Backstage - Grindie

Quand le flow Grime s'accoquine aux guitares Indies

Londres vient de générer un nouveau courant musical : le Grindie, un mélange de Grime, ce rap typiquement anglais, crasseux et sombre, avec le top du Rock Indie. Tous les mois à la Scala, des jeunes punks, branchés indies ou pop, croisent les bad boys de l'East End. Depuis plus d'un an, Statik et Lethal Bizzle, pionners du genre, collaborent avec The Rakes, Test Iciclites ou les Babyshambles. De leur côté les blancs ne sont pas en reste : Scroobius Pip ou Example surfent sur le grindie.

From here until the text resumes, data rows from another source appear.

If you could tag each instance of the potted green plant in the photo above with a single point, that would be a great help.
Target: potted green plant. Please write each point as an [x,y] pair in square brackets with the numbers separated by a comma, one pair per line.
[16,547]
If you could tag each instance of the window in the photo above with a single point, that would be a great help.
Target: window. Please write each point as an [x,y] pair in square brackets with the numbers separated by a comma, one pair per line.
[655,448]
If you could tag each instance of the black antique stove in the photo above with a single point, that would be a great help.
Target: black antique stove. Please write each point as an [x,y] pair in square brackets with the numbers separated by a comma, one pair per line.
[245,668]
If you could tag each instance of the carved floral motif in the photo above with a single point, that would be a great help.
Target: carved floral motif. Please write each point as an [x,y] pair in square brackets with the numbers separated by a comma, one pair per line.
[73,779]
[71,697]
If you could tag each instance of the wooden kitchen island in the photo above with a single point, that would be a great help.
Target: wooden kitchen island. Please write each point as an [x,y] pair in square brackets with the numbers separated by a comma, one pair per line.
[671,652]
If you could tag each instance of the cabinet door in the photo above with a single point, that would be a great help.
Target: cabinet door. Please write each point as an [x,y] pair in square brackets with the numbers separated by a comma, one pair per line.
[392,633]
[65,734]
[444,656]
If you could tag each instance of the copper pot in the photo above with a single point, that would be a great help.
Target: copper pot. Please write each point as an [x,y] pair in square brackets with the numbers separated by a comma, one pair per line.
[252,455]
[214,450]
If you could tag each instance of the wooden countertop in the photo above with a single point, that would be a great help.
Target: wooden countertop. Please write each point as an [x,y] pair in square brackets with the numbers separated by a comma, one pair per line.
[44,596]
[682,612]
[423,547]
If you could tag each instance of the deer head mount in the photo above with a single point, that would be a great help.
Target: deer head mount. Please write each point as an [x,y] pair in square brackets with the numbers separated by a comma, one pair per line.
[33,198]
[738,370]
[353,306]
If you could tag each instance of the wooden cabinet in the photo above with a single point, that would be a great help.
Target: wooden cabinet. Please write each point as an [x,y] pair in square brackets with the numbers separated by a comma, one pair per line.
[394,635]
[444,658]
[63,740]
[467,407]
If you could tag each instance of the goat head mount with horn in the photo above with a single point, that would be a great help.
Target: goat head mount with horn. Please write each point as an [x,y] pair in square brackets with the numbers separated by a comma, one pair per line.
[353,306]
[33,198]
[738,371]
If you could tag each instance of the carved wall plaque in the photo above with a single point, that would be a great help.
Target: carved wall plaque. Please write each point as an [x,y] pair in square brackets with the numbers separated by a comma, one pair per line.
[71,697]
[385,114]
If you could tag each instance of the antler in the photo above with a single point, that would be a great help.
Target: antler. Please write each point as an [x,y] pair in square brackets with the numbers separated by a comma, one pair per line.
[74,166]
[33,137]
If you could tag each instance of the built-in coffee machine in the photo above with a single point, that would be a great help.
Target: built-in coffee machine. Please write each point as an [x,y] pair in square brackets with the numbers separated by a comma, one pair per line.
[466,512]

Depuis ses origines, le grime, crasse, en VF, trimballe son franc-parler et sa sale réputation. Popularisé par Dizzee Rascal, né en 2000 dans l'East London, ce rap brut et rude, trempé dans l'électro, met vite le feu aux poudres. Le gouvernement anglais fait fermer les clubs de grime où les armes à feu font irruption. Pour les MCs, c'est la traversée du désert.

Jusqu'au jour où le rappeur Lethal Bizzle découvre un nouveau terrain de jeu : les pubs et les clubs de l'Indie rock. Mot de passe : le grindie, un pied dans la porte qui ouvre les salles jusque-là réservées aux fans de rock. C'est en 2006 que Lethal Bizzle décide de chasser sur les terres Indie. Son arme : le Grindie contraction de Grime et d'Indie. Lethal fait partie des artistes Grime qui ont dû subir la censure du gouvernement Blair. En 2004, son hit « Pow! Wow » déchaîne les foules. Face au débordement du public, le morceau est banni des ondes et des concerts. Pour son deuxième album, ce jeune Ghanéen qui a grandi dans le nord de Londres reprend un titre sorti en 79 « Babylon's burning » du groupe punk The Ruts. Du Crossover au Grindie, il n'y a qu'un pas que Bizzle franchit. Aujourd'hui les nouveaux amis de Lethal Bizzle sont The Rakes, les Test Icicles ou les Babyshambles. Et le rappeur ne joue plus que dans les pubs aux côtés des groupes Indies.

Statik est le producteur de Lethal Bizzle et grand fan de rock Indie. Après avoir remixé "Positive Tension" de Bloc Party, Statik s'attaque à The Rakes, Kaiser Chiefs, Franz Ferdinand ou Pete Doherty. Intitulée « Grindie, volume 1 » et sortie en mai 2006, sa mix-tape signe l'acte de naissance de ce mutant musical. Sur le prochain album de son protégé, Lethal Bizzle, la bande-son est assurée par les Babyshambles et le rappeur reprend le titre des Clash « Police on my back ».

Pour le producteur Statik, la scène anglaise revit les beaux jours de la fin des années 70, quand les punks et les rastas ne faisaient pas chambre à part. Dès les années 60, avec la british invasion, l'Angleterre joue le rôle de caisse de résonance pour les musiques laissées dans la marge. Comme le blues que les Rolling Stones , les Yardbirds ou les Animals font sortir du ghetto. Fin des années 70, les Clash, eux jettent un pont entre le punk et le reggae. Une imbrication qui va au-delà de la musique en 81 avec les émeutes de Brixton où les jeunes prolos blancs Mods et Skinheads descendent dans les rues au côté des Rudeboys noirs.
Héritier de la british invasion, Scroobius Pip met les pieds dans le Grime sans complexe tout en envoyant valser les ténors de l'Indie rock. Venu de la scène Spoken-words du Sud de l'Angleterre, ce rappeur barbu tire son nom d'un poème d'Edouard Lear. Quant à celui de son producteur, Dan le sac, c'est plus douteux. Le duo s'amuse à piétiner les plates-bandes des puristes du grime et de l'Indie.
Accompagné de son DJ qui sample les Rolling Stones et de son bassiste, Example s'est converti au Grindie la tête la première. Pour Example, 25 ans, le Grindie est un accélérateur de vente. En vrai opportuniste, Example saisit la balle Grindie au bond. Et lorsque son réalisateur lui propose de tourner son clip "What We Made" à Tchernobyl, il n'hésite pas une seconde. Depuis il a résolument rejoint la cause anti-nucléaire.